Moro miró con recelo los peldaños por los que tenía que encaramarse al tablado, y al poner el pie en uno de los travesaños, vio que le faltaban energías, pero no perdía su alegría y su semblante animoso. Con mucha decisión tiró el báculo, solicitó el apoyo del lugarteniente y le dijo:
"Ayúdame a subir seguro, que en cuanto me corten la cabeza, sabré bajar por mis propios medios".
A continuación se puso de rodillas a orar, pidiendo perdón de sus faltas, y rogando a Dios por su Rey para que le diese buen consejo, dejando claro que moría por ser buen servidor de su Majestad, pero que primero había que obedecer a Dios antes que a los hombres.
El verdugo encapuchado que lo iba a ajusticiar le pidió perdón de rodillas, y Tomás le dijo con buen humor: "¡Ánimo, hombre!, no tengas miedo de cumplir con tu oficio. Mi cuello es muy corto. Cumple tu tarea con acierto y no me des de lado, para que quede a salvo tu honradez".

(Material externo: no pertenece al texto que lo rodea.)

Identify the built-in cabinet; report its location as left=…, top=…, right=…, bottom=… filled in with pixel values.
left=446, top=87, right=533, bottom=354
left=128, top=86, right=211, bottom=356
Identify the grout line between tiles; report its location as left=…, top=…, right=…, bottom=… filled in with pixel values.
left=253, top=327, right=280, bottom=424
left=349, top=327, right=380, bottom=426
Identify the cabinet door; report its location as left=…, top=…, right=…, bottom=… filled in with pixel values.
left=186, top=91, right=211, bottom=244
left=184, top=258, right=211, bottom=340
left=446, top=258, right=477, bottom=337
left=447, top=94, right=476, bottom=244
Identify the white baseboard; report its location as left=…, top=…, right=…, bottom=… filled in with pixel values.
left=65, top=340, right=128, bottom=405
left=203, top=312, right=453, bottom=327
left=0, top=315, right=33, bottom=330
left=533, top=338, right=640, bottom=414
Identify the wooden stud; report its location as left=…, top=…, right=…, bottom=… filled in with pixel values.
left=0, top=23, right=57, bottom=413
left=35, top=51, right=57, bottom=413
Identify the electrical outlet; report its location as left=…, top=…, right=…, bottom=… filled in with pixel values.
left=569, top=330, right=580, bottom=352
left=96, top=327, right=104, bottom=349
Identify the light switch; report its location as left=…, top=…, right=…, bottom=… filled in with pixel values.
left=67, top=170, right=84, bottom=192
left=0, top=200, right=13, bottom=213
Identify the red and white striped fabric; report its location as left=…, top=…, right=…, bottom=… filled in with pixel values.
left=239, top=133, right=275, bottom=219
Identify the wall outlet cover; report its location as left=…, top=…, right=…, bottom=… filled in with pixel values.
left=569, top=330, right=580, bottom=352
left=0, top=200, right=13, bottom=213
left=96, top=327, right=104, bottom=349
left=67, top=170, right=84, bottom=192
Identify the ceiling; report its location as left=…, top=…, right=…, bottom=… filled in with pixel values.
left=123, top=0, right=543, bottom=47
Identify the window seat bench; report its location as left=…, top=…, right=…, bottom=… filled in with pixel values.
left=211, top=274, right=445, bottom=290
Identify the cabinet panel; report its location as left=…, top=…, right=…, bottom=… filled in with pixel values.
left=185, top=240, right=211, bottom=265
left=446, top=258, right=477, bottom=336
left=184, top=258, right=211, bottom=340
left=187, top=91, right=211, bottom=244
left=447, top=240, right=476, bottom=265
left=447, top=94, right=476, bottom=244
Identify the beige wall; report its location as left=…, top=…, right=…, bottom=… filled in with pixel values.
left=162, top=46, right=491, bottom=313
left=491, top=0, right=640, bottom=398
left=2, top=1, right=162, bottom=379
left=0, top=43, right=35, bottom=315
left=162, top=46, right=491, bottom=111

El ejecutor quiso vendarle los ojos, pero Moro se los cubrió él mismo, tapándose la cara con un pañuelo que traía. Se reclinó despacio, colocando la cabeza sobre el tajo. Pero al quedársele prendida la barba entre la garganta y el madero, advirtió al verdugo: "Por favor, déjame que pase bien la barba por encima del tajo, no sea que me la cortes".
Sus familiares y amigos lloraban muy conmovidos ante esta dramática situación, y Tomás Moro les dijo con gran serenidad y visión sobrenatural: "Nada puede pasarme que Dios no quiera. Y todo lo que Él quiere, por muy malo que parezca, es en realidad lo mejor. Estoy seguro de que en el cielo nos veremos otra vez alegres, con la certeza de vivir y amarnos en la dicha eterna de la bienaventuranza".
Después de su martirio, su fama de santidad rápidamente se extendió por todo el mundo occidental. En 1886 fue beatificado y el 9 de mayo de 1935 el Papa Pío XI declaró santo a este insigne laico inglés.
Santo Tomás Moro es hoy una de esas figuras históricas que atraen a la humanidad por encima de los credos y de las divisiones políticas. Murió mártir por la unidad de la Iglesia, por la supremacía de los Pontífices de Roma (legítimos sucesores de San Pedro), y por ejercer sus derechos ciudadanos.
Su fortaleza y libertad de espíritu fueron admirables, unidas a un carácter enormemente humano, alegre, lleno de buen humor y felicidad, tan propio de los hombres de Dios.
Constituye, sin duda, todo un ejemplo vivo y permanente para los hombres de nuestro tiempo.